The decision to send Adreian Payne elsewhere alleviates that stress, and instead of paying a player to go away, Atlanta's front office parlayed his services into a potential asset down the line while simultaneously opening the door for a "win now" move in 2015. While it would be natural to focus on the potential shortcomings of Payne in his limited time with the club, it must be evenly shared that the desire for roster flexibility stands at the forefront of this move, and even in the wildest expectations of any member of the organization, a 43-10 start to the season probably was not in the plans.

"All-in" moves are often discussed with teams who are on the brink of the championship discussion, and this year's Atlanta Hawks certainly qualify. However, this isn't a roster built with pieces to make a significant move that would alter the style of play that Mike Budenholzer has implemented, and instead, the Hawks are more apt to look for an ancillary piece that could sure up a playoff rotation that is already strong with depth at most positions.

In addition to Ray Allen, various reports have suggested that Gary Neal, a former San Antonio Spurs player who operated under Budenholzer, could be an option. Beyond that, there will be various buyout candidates and/or players who the Hawks could absorb with cap space and a roster spot, and moving Adreian Payne accomplished the tall task of providing the ability to create such a move without significantly altering the core of a team playing its best basketball in franchise history.
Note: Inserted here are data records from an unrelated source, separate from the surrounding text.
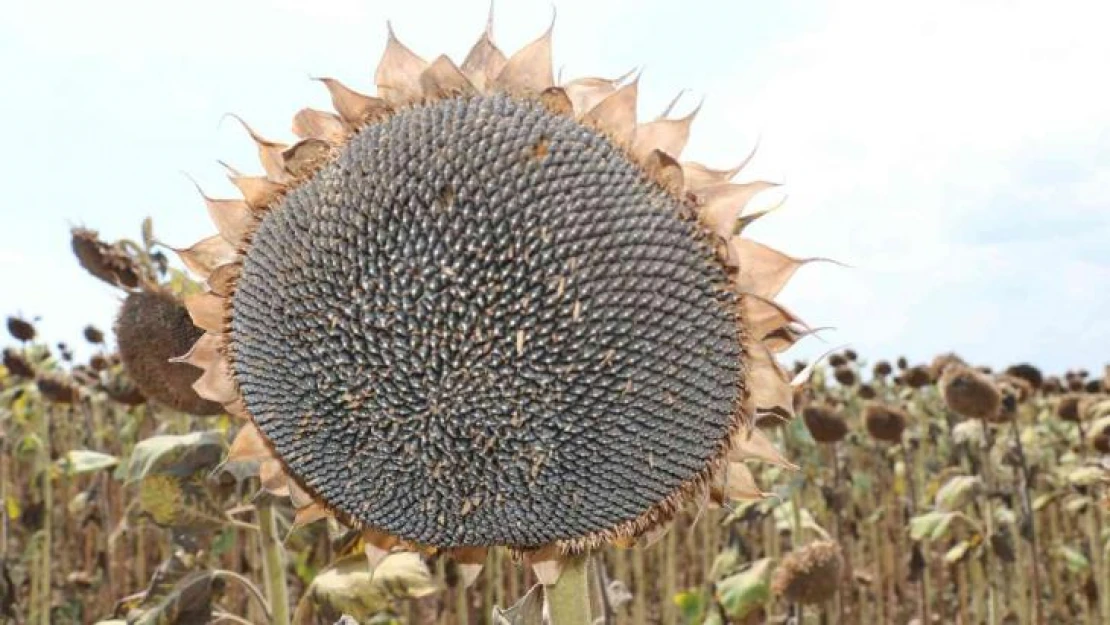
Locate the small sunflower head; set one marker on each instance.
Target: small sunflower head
(881, 370)
(969, 393)
(1027, 372)
(103, 261)
(1067, 407)
(809, 575)
(916, 376)
(483, 309)
(885, 422)
(152, 329)
(58, 387)
(845, 375)
(93, 335)
(824, 423)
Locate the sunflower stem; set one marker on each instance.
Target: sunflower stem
(568, 598)
(48, 525)
(273, 564)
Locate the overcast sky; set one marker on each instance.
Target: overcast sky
(955, 153)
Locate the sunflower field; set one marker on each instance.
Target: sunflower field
(483, 349)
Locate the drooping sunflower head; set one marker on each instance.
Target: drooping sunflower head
(483, 309)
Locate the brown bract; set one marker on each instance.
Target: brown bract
(824, 423)
(885, 423)
(969, 393)
(103, 261)
(607, 107)
(809, 575)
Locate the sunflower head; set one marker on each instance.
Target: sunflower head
(809, 575)
(152, 329)
(969, 393)
(483, 309)
(885, 422)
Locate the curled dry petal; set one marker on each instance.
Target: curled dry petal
(764, 315)
(616, 114)
(232, 218)
(484, 61)
(555, 100)
(763, 271)
(269, 154)
(665, 170)
(443, 78)
(273, 477)
(310, 123)
(305, 157)
(750, 443)
(376, 546)
(259, 191)
(354, 108)
(310, 514)
(222, 279)
(722, 204)
(770, 387)
(669, 135)
(585, 93)
(739, 484)
(530, 69)
(207, 254)
(207, 311)
(397, 77)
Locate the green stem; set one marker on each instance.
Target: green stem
(273, 564)
(568, 598)
(48, 525)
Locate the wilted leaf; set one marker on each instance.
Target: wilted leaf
(692, 605)
(1076, 561)
(178, 454)
(747, 591)
(726, 563)
(1088, 476)
(958, 492)
(79, 462)
(527, 611)
(350, 586)
(959, 552)
(930, 525)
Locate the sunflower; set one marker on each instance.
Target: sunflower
(484, 309)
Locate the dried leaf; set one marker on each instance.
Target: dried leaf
(443, 78)
(310, 123)
(616, 114)
(354, 108)
(530, 69)
(207, 311)
(722, 204)
(397, 77)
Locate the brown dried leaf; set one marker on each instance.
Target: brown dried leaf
(722, 204)
(207, 254)
(354, 108)
(443, 78)
(484, 61)
(207, 311)
(530, 69)
(310, 123)
(397, 76)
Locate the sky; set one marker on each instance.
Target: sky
(954, 154)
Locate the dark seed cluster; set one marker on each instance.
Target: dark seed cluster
(483, 325)
(153, 328)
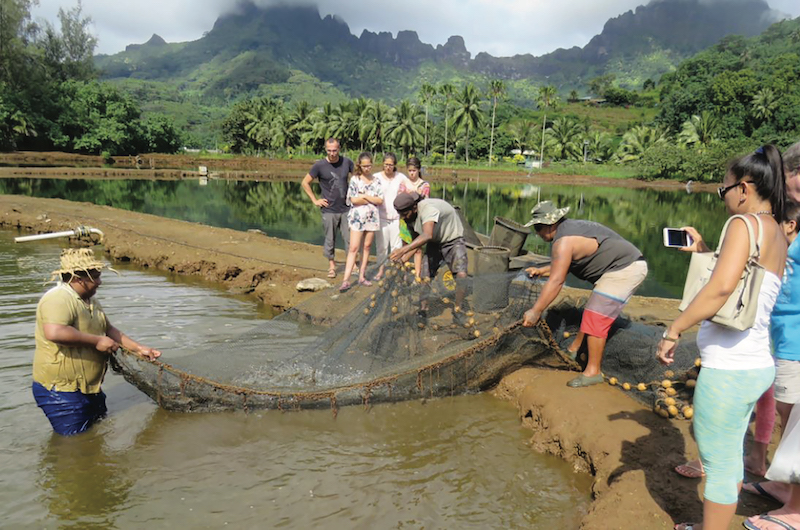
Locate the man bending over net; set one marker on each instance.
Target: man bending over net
(594, 253)
(441, 232)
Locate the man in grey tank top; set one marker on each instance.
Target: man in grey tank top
(594, 253)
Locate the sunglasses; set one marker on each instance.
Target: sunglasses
(722, 190)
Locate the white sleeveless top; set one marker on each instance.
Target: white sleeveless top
(727, 349)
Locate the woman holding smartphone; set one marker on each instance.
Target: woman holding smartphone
(737, 365)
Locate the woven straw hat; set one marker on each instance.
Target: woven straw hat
(78, 259)
(546, 213)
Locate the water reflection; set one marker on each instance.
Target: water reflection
(281, 209)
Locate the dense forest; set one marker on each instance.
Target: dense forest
(728, 99)
(51, 99)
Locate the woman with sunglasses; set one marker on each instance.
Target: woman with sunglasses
(737, 365)
(364, 196)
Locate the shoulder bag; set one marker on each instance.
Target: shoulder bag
(739, 311)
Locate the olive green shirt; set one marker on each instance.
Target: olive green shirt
(69, 368)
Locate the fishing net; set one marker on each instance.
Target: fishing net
(366, 345)
(374, 344)
(630, 361)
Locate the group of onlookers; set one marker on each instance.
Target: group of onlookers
(741, 368)
(362, 208)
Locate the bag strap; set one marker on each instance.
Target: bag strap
(755, 246)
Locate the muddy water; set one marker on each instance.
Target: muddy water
(281, 209)
(446, 463)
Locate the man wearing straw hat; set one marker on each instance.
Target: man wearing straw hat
(593, 253)
(74, 340)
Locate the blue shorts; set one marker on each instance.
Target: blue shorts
(70, 412)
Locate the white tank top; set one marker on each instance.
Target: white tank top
(727, 349)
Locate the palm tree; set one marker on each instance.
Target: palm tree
(764, 104)
(374, 123)
(468, 114)
(497, 89)
(523, 132)
(699, 130)
(426, 94)
(404, 130)
(447, 90)
(567, 135)
(638, 140)
(546, 98)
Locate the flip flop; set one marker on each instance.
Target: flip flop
(761, 492)
(689, 471)
(582, 381)
(768, 518)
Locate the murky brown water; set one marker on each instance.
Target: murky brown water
(458, 462)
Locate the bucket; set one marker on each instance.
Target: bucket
(491, 280)
(509, 234)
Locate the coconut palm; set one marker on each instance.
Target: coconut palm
(524, 134)
(404, 130)
(699, 130)
(468, 114)
(764, 104)
(547, 98)
(426, 94)
(446, 90)
(567, 135)
(497, 90)
(638, 140)
(600, 147)
(374, 123)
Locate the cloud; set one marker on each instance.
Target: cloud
(499, 27)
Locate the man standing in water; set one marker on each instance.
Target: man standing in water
(594, 253)
(333, 173)
(440, 231)
(73, 342)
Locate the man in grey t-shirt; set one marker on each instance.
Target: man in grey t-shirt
(440, 228)
(333, 173)
(594, 253)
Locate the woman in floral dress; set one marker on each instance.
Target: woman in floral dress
(364, 195)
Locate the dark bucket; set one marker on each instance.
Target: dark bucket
(490, 288)
(509, 234)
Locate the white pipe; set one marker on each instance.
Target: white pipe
(78, 232)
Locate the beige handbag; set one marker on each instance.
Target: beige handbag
(739, 311)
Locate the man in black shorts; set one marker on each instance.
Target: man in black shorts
(440, 228)
(333, 173)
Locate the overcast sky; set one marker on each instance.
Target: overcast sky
(500, 27)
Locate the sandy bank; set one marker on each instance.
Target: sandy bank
(629, 450)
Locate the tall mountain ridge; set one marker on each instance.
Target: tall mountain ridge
(254, 47)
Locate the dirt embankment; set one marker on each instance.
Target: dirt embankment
(629, 450)
(159, 166)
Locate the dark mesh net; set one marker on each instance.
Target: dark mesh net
(374, 344)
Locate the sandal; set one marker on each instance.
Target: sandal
(690, 470)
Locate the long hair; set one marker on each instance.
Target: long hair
(365, 155)
(764, 168)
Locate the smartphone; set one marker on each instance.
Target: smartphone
(675, 237)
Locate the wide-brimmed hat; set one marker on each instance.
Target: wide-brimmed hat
(546, 213)
(405, 201)
(78, 259)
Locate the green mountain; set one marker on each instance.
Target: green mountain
(293, 53)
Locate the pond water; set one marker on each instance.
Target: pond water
(448, 463)
(281, 209)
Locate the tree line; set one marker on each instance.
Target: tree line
(50, 98)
Adreian Payne may be a fine NBA player, but it is virtually impossible to envision a path by which he would help the Atlanta Hawks on the floor in 2014-2015. Paul Millsap is playing at an All-Star level, Mike Scott is firmly entrenched as the backup power forward, and with a center in Al Horford who provides elite flexibility, Payne was "blocked" in more ways than one.

It isn't necessarily an indictment on Payne as a player, but more of an organizational circumstance. The team could have soured on his ability to fit into the Budenholzer system as a result of shooting woes, or, quite simply, the front office could have examined the roster closely to see a potential contract extension for Millsap and two additional years of safety in Mike Scott with the emerging potential of a player that they love in Mike Muscala alongside.

Regardless of the "real" reasoning, the Atlanta Hawks became a dangerous player on the open market with this decision, and whether Ray Allen, Gary Neal or another veteran option emerges, this move acknowledges that the window is open for a title run.